Когда вернулась, освеженная, успокоившаяся, ее мобильный тихонько икал, предупреждая о входящей SMS. Она прочитала и не поверила глазам своим:
ПРИЕЗЖАЙ КО МНЕ ВЕЧЕРОМ НА ДАЧУ – СТАНЦИЯ УЗЛОВАЯ, ТЫ ЗНАЕШЬ ГДЕ. ЖДУ ТЕБЯ. ГАЙ.
Надежда Петровна заметалась по каморке ресепшн. Он зовет ее… хозяин… Ну конечно, после того, что произошло между ними в пятницу, после той искры, которая пробежала между ними, когда она касалась его, когда они были так близко друг к другу… Вот почему мужики так часто женятся на врачах и медсестрах, их возбуждает, когда их лечат, когда о них заботятся. И ничего, что тогда там, в зале, он выставлялся перед этой дурой в красной шляпке, хотел-то ведь, желал он вовсе не ее, а свою преданную, свою верную Надю…
Надежда Петровна была готова уехать тотчас же. Где была дача Гая, она прекрасно знала. На машине туда можно было домчать за час, если, конечно, не проклятые пробки. Но он сказал «вечером».
Надежда Петровна вернулась на свое место за компьютер. Она дождется конца рабочего дня. Когда зал закроется, нет, чуть пораньше – она уйдет чуть пораньше. Эту ночь они проведут вместе – что ж, такого счастья можно и подождать. Она прилежно вперилась в монитор. Щеки ее пылали. В дверь ресепшн кто-то постучал.
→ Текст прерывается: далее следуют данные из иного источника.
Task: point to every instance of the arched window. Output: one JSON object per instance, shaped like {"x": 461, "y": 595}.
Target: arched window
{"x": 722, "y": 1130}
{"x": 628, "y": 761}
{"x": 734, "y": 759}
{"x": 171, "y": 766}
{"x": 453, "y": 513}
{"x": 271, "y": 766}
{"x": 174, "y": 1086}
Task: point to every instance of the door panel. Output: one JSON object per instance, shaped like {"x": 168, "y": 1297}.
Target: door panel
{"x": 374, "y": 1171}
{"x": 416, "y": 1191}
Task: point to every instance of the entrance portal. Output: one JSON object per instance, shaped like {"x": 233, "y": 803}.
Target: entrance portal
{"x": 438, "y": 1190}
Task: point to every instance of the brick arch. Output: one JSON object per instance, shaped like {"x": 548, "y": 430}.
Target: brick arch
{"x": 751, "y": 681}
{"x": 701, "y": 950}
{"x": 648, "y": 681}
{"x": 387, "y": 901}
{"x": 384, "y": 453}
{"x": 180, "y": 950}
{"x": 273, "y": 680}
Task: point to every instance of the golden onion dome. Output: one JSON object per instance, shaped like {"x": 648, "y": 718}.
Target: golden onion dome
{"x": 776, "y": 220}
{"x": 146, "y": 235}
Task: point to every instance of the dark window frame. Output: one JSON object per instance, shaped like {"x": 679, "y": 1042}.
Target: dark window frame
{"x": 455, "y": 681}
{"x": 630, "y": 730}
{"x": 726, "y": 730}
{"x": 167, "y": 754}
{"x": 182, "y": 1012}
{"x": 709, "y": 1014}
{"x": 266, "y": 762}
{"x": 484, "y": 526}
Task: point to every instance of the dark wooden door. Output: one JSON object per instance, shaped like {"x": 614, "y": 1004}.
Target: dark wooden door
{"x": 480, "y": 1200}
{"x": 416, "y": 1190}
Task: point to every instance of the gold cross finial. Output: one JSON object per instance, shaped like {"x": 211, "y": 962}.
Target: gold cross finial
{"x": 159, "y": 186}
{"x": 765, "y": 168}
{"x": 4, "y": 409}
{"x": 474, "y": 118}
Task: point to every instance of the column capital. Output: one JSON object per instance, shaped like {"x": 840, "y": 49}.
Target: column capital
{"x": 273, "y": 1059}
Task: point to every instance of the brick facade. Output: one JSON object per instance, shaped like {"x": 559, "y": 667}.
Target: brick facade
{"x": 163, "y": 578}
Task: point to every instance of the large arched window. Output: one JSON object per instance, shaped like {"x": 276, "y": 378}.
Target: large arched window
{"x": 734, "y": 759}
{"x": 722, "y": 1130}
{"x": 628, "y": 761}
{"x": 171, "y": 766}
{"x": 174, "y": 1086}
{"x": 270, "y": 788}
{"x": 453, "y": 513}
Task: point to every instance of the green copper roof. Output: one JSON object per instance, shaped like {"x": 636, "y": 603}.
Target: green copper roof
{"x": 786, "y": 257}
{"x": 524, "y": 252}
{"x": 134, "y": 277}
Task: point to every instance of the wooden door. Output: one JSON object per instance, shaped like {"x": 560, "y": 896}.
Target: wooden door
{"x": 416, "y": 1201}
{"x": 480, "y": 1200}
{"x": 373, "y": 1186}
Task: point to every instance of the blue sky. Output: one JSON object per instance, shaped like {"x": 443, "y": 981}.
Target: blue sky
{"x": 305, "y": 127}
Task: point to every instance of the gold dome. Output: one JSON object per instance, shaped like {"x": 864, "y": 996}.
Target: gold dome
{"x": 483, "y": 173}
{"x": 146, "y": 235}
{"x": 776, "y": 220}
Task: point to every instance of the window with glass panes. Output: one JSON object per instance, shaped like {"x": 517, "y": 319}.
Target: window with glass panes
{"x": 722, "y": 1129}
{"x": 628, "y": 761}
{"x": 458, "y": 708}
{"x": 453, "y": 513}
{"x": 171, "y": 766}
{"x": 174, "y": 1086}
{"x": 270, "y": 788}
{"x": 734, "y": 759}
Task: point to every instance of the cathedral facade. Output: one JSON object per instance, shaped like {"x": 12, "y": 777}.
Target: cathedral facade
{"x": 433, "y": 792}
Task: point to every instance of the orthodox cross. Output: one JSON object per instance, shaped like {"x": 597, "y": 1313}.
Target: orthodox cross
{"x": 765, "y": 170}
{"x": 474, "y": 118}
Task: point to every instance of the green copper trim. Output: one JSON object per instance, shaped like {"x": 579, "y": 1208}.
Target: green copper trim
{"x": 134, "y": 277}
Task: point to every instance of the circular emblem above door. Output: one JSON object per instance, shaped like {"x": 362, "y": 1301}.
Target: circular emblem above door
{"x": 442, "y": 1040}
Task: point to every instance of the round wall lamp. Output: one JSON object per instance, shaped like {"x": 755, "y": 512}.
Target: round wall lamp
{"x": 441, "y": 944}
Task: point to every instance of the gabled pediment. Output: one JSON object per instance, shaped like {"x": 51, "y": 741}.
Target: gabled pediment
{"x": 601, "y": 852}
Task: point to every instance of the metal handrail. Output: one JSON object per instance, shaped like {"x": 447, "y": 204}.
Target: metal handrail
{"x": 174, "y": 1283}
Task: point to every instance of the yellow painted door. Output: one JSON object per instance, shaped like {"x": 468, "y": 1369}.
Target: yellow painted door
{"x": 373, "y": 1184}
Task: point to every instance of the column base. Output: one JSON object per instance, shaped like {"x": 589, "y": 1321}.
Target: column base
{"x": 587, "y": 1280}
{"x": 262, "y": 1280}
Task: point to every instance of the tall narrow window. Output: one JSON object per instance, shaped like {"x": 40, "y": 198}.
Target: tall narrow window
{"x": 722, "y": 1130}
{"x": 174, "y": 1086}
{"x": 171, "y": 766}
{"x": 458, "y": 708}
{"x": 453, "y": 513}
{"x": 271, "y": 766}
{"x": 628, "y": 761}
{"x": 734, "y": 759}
– Войдите, – разрешила Надежда Петровна.
А ВДРУГ ЭТО ОН? ВДРУГ ОН НЕ ПОЖЕЛАЛ ЖДАТЬ ТАК ДОЛГО?
Дверь приоткрылась, и…
Потрясенной Надежде Петровне почудилось, что в щель просунулась волчья лапа с кривыми острыми когтями.
Глава 25
«Не человек»
Ждать доктора Деметриоса Кате пришлось долго. Встреча с ним в рамках той самой «оперативной комбинации», разработанной полковником Гущиным, намечалась еще ДО событий субботы, ознаменованных погоней и перестрелкой. Правда, детали этой самой «комбинации» Гущин так и не уточнил. Его знаменитое «действовать по обстановке» приходилось интерпретировать самостоятельно, чем Катя и занялась, явившись утром на работу. Воскресные впечатления от свидания с Ермаковым тоже вплелись в эту интерпретацию отдельной нитью. И эту ниточку Катя никак не могла оборвать.
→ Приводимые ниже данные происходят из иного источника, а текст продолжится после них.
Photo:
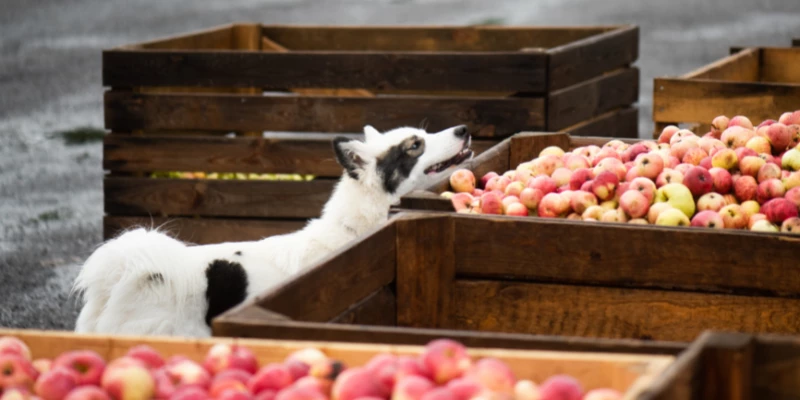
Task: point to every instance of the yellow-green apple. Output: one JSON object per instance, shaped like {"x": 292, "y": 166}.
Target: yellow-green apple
{"x": 580, "y": 201}
{"x": 668, "y": 175}
{"x": 579, "y": 177}
{"x": 740, "y": 120}
{"x": 644, "y": 186}
{"x": 87, "y": 365}
{"x": 698, "y": 180}
{"x": 634, "y": 203}
{"x": 791, "y": 160}
{"x": 750, "y": 165}
{"x": 733, "y": 216}
{"x": 672, "y": 217}
{"x": 611, "y": 165}
{"x": 708, "y": 219}
{"x": 791, "y": 225}
{"x": 745, "y": 188}
{"x": 710, "y": 202}
{"x": 769, "y": 189}
{"x": 726, "y": 159}
{"x": 678, "y": 196}
{"x": 554, "y": 205}
{"x": 604, "y": 185}
{"x": 718, "y": 125}
{"x": 551, "y": 150}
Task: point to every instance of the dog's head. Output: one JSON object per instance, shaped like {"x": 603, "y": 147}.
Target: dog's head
{"x": 398, "y": 160}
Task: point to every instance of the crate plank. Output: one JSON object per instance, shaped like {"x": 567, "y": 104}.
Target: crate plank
{"x": 425, "y": 271}
{"x": 125, "y": 111}
{"x": 584, "y": 59}
{"x": 591, "y": 98}
{"x": 221, "y": 198}
{"x": 701, "y": 101}
{"x": 624, "y": 255}
{"x": 204, "y": 230}
{"x": 614, "y": 312}
{"x": 333, "y": 285}
{"x": 418, "y": 38}
{"x": 498, "y": 71}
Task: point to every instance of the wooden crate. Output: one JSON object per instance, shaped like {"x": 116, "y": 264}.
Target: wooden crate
{"x": 759, "y": 83}
{"x": 536, "y": 276}
{"x": 727, "y": 366}
{"x": 281, "y": 91}
{"x": 627, "y": 373}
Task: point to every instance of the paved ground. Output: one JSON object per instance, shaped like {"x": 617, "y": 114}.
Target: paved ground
{"x": 50, "y": 192}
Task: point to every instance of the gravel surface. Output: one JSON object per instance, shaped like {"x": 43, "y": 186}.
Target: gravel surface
{"x": 51, "y": 191}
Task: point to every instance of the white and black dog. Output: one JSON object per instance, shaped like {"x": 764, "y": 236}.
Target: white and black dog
{"x": 148, "y": 283}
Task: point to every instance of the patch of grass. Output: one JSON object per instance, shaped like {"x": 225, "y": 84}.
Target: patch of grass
{"x": 490, "y": 21}
{"x": 81, "y": 135}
Деметриос мог дать некоторые пояснения. И за ними Катя отправилась в Калашный переулок, как только покончила со своими «газетными» делами для криминальной полосы «Вестника Подмосковья». О походе к Деметриосу следовало предупредить Гущина, но он с самого утра был в прокуратуре области.
Деметриоса тоже вызвали в прокуратуру – помощник прокурора, которого доктор хорошо знал, позвонил утром и попросил заехать «посоветоваться». И «совет» этот затянулся надолго. По крайней мере, когда около трех часов дня Катя переступила порог офиса в Калашном, Деметриос из прокуратуры еще не вернулся.
Секретарша Ираида Викторовна встретила Катю с видом заговорщицы. Катя поняла, что та ничего не стала скрывать от своего шефа.
– Вы на прием или как лицо официальное? – многозначительно спросила Ираида Викторовна. – Мне это как платную консультацию записывать или как…
– А вы ведете учет?
– Обязательно, перед налоговиками же отчитываемся. У меня все в порядке с отчетностью. Доктор наш это ценит. И журнал приема, и архив, картотека пациентов, записи сеансов, все на своих местах, – Ираида Викторовна кивнула на компьютер, на шкаф. – А как же? Игорю Юрьевичу для его научной работы нужны материалы, вот для этого и архив ведется.
Катя оглядела приемную: место знакомое, а ощущение такое, словно она тут впервые. Книжки на столике журнальном. Довлатов… Вспомнила, как Ермаков вез ее домой. Она сидела на заднем сиденье. Ночные огни сияли, слепили глаза.